Aug 19, 2007 13:59
I'm currently filled with disappointment...and fed up with friends who are flakes. If you say that you're going to do something, and you end up not being able to do it, what is the harm in making a simple courtesy phone call? When 30 people told me that they were coming over last night for some beer pong and other various games, I panicked. When I began inviting people over I invited a lot, assuming that half wouldn't be able to come. When almost everyone said they could make it and most wanted to bring a guest, I was worried that we would have too many people in the apartment. Well that wasn't the case at all. In fact, it was exactly opposite. About 15 people who told me they were coming, never even showed. So I had gone out and gotten a keg, bought some other stuff, and prepared to have a lot of friends over. However, not only did more than half not show up, they didn't even CALL to inform me that they wouldn't be coming. What happened to common courtesy and letting a party host know that you wouldn't be able to make it?
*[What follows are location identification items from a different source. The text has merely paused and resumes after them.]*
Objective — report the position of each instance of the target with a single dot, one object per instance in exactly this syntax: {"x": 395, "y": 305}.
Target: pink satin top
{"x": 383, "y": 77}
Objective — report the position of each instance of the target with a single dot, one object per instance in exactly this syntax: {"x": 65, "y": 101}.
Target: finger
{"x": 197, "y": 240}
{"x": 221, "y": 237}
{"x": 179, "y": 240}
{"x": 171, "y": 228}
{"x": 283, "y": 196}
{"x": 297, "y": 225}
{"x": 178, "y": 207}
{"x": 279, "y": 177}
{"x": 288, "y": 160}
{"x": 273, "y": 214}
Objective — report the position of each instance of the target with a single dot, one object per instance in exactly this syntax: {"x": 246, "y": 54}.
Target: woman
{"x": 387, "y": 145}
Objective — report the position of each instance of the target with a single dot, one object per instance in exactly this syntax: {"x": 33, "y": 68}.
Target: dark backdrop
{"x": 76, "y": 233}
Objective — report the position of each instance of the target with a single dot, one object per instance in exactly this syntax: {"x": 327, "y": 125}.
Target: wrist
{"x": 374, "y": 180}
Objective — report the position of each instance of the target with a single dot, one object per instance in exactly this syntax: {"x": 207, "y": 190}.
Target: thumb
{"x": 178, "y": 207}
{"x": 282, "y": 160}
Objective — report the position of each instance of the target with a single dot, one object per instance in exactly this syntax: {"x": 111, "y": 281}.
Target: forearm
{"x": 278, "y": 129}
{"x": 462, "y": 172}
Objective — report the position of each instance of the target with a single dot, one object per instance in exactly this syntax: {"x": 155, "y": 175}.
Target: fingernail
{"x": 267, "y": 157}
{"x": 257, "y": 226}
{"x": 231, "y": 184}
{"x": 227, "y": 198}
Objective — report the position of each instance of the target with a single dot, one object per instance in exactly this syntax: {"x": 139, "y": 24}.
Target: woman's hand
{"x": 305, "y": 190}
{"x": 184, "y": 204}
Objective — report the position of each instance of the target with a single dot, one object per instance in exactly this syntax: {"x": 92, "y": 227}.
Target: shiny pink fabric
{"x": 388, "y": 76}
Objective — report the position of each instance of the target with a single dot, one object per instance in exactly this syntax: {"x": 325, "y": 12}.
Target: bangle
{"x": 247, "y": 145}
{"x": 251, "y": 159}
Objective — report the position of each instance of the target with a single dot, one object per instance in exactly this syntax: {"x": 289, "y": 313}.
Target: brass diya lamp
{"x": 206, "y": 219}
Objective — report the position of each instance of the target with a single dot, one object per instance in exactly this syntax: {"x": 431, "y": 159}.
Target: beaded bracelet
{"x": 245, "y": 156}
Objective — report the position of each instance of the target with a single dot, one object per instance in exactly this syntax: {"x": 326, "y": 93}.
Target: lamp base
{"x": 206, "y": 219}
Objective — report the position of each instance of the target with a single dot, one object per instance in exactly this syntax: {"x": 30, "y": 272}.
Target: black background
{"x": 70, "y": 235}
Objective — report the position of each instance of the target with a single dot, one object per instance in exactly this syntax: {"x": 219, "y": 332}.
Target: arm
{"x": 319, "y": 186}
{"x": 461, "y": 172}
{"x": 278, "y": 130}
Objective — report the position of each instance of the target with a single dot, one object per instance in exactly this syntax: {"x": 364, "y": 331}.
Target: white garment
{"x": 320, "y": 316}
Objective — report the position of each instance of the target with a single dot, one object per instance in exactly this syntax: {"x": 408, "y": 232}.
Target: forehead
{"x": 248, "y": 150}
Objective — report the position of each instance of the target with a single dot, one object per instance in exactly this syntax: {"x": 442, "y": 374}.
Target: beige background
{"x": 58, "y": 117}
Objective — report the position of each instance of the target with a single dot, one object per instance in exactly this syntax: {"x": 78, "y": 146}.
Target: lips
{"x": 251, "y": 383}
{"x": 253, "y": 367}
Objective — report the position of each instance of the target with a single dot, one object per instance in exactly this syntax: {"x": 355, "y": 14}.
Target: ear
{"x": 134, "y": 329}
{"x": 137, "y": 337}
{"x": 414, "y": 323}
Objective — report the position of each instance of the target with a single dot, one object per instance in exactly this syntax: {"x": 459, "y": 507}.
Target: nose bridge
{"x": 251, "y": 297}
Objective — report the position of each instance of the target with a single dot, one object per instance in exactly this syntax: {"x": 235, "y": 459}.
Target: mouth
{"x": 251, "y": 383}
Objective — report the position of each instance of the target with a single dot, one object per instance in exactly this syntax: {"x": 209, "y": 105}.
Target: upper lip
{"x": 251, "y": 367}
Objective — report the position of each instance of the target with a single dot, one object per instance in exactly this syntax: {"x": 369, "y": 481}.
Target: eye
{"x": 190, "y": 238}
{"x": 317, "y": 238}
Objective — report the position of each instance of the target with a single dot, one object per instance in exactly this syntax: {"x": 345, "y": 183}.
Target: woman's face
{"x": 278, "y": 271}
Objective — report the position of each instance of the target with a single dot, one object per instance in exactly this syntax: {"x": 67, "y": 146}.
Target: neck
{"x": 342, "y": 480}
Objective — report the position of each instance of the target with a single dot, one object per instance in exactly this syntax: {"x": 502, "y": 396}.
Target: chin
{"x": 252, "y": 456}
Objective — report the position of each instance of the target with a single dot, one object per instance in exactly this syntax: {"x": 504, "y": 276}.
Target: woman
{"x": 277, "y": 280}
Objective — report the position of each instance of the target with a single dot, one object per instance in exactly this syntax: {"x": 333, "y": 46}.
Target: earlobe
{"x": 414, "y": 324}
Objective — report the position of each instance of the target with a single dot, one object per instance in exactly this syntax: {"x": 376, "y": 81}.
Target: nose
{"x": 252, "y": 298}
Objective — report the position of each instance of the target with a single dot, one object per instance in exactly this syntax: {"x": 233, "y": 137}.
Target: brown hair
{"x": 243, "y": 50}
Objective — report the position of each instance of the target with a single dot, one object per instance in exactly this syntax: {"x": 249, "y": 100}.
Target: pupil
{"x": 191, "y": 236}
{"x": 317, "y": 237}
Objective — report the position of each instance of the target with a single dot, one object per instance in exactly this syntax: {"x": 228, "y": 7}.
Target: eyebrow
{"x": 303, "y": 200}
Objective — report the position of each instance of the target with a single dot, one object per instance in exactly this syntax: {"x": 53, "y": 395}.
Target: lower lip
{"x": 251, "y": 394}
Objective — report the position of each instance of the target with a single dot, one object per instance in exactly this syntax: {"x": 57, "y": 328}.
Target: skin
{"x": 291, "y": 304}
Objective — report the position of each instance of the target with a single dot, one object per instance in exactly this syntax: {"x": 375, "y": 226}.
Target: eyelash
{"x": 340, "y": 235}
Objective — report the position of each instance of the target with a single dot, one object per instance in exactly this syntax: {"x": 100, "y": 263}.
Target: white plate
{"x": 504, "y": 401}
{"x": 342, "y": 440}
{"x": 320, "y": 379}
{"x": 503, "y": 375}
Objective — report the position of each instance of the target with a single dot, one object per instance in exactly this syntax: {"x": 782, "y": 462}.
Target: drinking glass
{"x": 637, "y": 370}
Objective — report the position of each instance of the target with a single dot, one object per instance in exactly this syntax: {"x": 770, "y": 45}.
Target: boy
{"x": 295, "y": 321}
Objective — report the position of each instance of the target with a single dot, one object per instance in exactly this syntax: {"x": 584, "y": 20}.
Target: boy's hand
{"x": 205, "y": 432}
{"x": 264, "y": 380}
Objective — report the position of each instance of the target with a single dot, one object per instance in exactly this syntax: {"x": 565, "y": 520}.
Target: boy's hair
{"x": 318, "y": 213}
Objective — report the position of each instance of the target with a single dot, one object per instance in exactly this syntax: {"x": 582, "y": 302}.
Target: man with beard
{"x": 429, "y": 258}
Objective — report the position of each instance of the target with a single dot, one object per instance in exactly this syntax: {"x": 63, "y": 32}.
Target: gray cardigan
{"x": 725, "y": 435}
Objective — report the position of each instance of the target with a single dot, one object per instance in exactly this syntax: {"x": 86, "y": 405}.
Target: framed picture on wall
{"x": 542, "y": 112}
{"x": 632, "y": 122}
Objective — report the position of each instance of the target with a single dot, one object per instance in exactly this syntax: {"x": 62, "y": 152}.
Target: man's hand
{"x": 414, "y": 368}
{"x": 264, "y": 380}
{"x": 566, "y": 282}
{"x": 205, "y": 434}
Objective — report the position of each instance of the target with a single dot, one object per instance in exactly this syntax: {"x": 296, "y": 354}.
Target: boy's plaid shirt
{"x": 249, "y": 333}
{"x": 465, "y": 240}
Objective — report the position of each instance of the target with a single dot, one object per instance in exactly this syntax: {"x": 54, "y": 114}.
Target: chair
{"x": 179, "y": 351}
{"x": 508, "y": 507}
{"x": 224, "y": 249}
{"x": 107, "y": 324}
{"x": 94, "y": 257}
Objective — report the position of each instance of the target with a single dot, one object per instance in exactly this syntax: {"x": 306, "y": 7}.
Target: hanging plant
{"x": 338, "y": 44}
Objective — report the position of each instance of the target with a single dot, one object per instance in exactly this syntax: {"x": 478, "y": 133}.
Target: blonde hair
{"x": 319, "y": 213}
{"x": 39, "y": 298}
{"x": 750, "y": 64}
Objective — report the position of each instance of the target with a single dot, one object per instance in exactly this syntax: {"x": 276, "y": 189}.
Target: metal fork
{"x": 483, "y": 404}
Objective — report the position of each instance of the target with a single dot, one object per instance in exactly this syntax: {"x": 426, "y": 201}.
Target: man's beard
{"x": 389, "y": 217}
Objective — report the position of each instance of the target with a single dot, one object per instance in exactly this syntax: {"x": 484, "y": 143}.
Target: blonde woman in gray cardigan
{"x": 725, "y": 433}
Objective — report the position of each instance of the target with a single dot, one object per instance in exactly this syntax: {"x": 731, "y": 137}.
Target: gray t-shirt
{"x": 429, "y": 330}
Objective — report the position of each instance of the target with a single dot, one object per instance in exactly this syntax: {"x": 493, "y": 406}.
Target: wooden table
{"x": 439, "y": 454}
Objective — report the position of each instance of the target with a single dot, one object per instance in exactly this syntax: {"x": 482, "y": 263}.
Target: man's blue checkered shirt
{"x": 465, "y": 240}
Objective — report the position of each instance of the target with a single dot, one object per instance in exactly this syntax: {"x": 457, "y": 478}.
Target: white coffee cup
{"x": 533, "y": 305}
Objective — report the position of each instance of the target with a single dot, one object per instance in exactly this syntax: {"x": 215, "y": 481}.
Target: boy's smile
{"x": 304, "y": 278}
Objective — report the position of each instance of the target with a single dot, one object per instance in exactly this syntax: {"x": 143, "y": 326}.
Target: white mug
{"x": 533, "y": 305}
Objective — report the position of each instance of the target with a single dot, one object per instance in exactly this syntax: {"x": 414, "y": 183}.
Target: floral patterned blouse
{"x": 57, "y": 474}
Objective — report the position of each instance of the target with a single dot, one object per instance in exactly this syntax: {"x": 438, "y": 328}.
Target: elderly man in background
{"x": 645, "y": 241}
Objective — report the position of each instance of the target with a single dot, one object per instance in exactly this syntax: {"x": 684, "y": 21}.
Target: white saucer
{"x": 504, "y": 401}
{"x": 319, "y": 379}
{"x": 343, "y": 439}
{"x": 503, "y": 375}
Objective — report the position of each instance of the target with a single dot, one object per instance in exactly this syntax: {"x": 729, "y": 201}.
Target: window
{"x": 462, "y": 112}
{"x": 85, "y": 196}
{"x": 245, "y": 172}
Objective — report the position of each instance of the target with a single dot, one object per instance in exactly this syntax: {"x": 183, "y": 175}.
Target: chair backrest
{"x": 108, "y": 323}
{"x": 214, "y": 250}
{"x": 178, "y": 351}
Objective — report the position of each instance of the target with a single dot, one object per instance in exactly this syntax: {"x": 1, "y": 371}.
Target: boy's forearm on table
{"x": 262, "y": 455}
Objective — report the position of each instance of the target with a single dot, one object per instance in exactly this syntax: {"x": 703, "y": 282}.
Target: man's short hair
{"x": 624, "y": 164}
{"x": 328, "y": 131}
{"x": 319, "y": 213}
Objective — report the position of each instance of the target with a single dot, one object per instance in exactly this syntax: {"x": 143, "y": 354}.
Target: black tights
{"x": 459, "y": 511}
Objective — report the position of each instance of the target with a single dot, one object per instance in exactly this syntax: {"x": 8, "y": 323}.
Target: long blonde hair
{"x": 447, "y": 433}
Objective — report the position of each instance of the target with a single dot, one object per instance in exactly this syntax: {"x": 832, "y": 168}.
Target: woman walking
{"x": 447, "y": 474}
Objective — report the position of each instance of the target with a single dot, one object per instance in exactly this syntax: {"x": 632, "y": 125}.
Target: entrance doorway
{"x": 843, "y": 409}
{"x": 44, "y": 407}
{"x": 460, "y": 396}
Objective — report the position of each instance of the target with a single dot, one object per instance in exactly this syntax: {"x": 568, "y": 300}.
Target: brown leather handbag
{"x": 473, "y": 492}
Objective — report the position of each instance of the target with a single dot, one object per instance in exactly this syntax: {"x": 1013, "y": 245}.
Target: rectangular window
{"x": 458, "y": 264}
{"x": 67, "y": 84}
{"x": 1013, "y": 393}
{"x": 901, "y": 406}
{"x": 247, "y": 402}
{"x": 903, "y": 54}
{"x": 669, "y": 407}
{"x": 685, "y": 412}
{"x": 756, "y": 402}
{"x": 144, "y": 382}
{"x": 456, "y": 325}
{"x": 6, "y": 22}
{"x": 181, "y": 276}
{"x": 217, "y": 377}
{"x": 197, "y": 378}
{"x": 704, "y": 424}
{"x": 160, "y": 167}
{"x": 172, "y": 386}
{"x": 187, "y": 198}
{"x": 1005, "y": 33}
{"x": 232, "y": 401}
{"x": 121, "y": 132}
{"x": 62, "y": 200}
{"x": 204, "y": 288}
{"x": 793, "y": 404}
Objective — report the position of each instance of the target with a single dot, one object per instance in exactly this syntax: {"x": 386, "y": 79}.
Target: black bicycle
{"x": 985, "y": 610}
It's not like it could be a last minute thing because I don't live right by USF (where people are at all of the time). I guess I'm just sick of the college attitude. The attitude that if there aren't enough chicks, or it's not an insane party, it must not be a good place to go. I'm also sick of the attitude that it's cool just to not show up when you already said you were going to be somewhere. With not even a phone call? Seriously? No, it wasn't supposed to be a wild party which is why I knew off the top of my head who was coming and who wasn't. I live in what I like to consider a fairly nice apartment - not a place that I want to expose a bunch of randoms to so that they can come over and use me for my free beer and fuck my place up. As for the friends being complete rude shitbags, I don't think I have EVER told someone that I'd be at their place and just not shown up. I would at least call to let them know - or I woudn't commit to it in the first place. Maybe back in the day when it was a huge keg party and the person inviting was super annoying about it- and I knew they wouldn't even miss me (or remember that I came at all). But like I said, this wasn't one of those events - and it was quite obvious that it wasn't.
I'm really looking forward to graduating, meeting a great guy, beginning my career, and hopefully interacting with some mature adults - who could possibly become friends. I'm over this whole college thing.